Several of the gents piled into the cab, and the others decided to walk down the street to the nearest cab stand. The earl struck off in the opposite direction, tugging the brim of his top hat lower and raising the collar of his evening cloak against the dampness. Fitch waited until he was a discreet distance away, then slipped out into the street to follow. He did not intend to let his quarry give him the slip after he had spent a long, miserable evening in the wet streets for some clue as to what was happening between the Ladies’ Man and the wealthy widow.
A wager of some sort, he thought, as he stole along behind Remington Carr. The gent had been wishing the earl good luck on something with Lady Antonia. A wager on the lady’s virtue? Such things were not unknown in the elite and often dissolute world of the gentlemen’s clubs. But he discarded that possibility when he recalled hearing something about its being “her idea.” There was something brewing, he was sure of it. But to learn what it was, he would have to keep a watch on the earl’s posh digs and follow him to learn why he was going to need “luck.”

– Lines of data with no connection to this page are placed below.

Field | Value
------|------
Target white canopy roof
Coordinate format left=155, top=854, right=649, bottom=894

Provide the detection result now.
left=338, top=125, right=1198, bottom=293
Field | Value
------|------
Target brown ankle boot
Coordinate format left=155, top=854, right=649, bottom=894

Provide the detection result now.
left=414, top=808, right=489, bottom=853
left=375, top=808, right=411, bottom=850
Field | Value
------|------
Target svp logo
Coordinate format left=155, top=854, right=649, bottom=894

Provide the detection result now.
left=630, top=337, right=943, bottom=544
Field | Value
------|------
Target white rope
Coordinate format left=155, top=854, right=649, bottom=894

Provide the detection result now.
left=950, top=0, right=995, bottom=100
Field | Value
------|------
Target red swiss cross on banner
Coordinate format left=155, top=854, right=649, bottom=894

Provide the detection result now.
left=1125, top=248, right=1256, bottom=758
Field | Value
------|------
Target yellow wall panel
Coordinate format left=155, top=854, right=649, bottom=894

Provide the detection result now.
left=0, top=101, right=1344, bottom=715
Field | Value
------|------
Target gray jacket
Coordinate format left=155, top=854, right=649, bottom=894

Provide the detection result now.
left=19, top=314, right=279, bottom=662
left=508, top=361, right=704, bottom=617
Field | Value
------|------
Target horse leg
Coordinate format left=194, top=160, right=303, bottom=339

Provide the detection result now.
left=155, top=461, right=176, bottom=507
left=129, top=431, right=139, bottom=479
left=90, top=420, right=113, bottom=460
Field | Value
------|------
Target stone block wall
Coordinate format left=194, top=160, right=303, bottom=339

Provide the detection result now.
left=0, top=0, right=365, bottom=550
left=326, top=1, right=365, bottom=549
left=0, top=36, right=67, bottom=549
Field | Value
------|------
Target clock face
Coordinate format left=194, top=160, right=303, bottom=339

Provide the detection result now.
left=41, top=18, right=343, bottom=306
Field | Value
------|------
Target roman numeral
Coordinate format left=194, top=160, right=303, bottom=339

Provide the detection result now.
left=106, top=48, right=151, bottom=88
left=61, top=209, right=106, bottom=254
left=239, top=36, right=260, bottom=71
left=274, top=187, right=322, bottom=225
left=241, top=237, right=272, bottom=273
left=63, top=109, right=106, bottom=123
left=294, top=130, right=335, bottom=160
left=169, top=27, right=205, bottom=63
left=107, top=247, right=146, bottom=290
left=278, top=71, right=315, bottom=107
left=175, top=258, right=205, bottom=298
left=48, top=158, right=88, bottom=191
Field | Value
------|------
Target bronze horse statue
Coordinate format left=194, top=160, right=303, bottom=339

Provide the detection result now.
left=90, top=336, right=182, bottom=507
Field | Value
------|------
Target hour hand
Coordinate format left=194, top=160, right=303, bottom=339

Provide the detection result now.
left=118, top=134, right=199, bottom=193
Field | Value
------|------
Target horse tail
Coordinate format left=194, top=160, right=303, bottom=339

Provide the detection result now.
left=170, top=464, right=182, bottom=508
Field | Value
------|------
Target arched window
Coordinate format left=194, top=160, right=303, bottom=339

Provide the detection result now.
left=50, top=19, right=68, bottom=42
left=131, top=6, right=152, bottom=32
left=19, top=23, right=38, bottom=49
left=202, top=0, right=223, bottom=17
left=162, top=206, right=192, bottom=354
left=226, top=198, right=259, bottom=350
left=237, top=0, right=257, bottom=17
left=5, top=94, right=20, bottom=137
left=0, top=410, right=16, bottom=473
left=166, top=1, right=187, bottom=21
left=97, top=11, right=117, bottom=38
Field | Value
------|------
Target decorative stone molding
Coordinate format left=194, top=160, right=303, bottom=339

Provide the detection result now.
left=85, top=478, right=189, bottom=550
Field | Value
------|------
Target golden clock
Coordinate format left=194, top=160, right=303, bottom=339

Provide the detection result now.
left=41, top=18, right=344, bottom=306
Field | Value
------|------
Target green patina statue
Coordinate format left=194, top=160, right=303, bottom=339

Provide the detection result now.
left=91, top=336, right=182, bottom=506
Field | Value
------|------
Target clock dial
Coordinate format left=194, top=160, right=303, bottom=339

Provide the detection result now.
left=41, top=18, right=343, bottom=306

As he slipped from doorway to doorway and skulked
around corners, the news writer’s empty stomach growled, and he rubbed it with a grimace. Pulling his coat up about his neck and jamming his hands into his pockets, he hurried along after the unconventional earl, muttering to himself.
“Well, yer lordship, this ’ad better be good.”
The sun made a spectacular appearance that Monday morning in Piccadilly, giving a jewel-like luster to Green Park, which lined one side of the broad thoroughfare, and making the windows of the fashionable residences on the other side of the street shine as if they were gilded. The air was filled with the rhyming calls of vendors, the clop of hooves, and the banter between servants and tradesmen, while the avenue itself bustled with traffic: greengrocers’ and bakers’ pushcarts, milk wagons, and tradesmen of all kinds hurrying to make deliveries to their most lucrative clientele.
Among those making their way down Piccadilly, just before nine o’clock, was Remington Carr. His exquisitely tailored dress—understated charcoal suit, black vest and matching silk tie, and fashionable, square-crowned Cambridge bowler—set him apart from the others in the street. Few of the social elite were ever out and about before ten in the morning, and if it had been up to him, he would not have been out and about either. Beneath his hat his dark hair was still slightly damp, and his freshly shaved face was a bit gray, the result of a late night and of being roused at an ungodly hour to prepare for his first day of “women’s work.”
Searching the house numbers, he mentally compared them to the one on the card in his vest pocket. It couldn’t
be much farther, he thought to himself, reaching into his coat to check his pocket watch. He didn’t want to be late. Nor did he want to arrive too early or appear too eager—though, quite truthfully, there was little danger of that. In the clear light of day, without the golden glow cast over events by excellent champagne, the wager, and in fact the entire enterprise, was losing some of its allure. Romancing a matrimonially minded dragon, while prowling around her house with a feather duster in his hand, was not an especially inviting prospect.
But before he could slide too deeply into disgruntlement, he found himself staring at a set of polished brass house numbers that looked familiar. His field of vision widened to take in a small iron gate and four stone steps that led to the front doors of Paxton House. Halting, he stepped out into the street to have a look.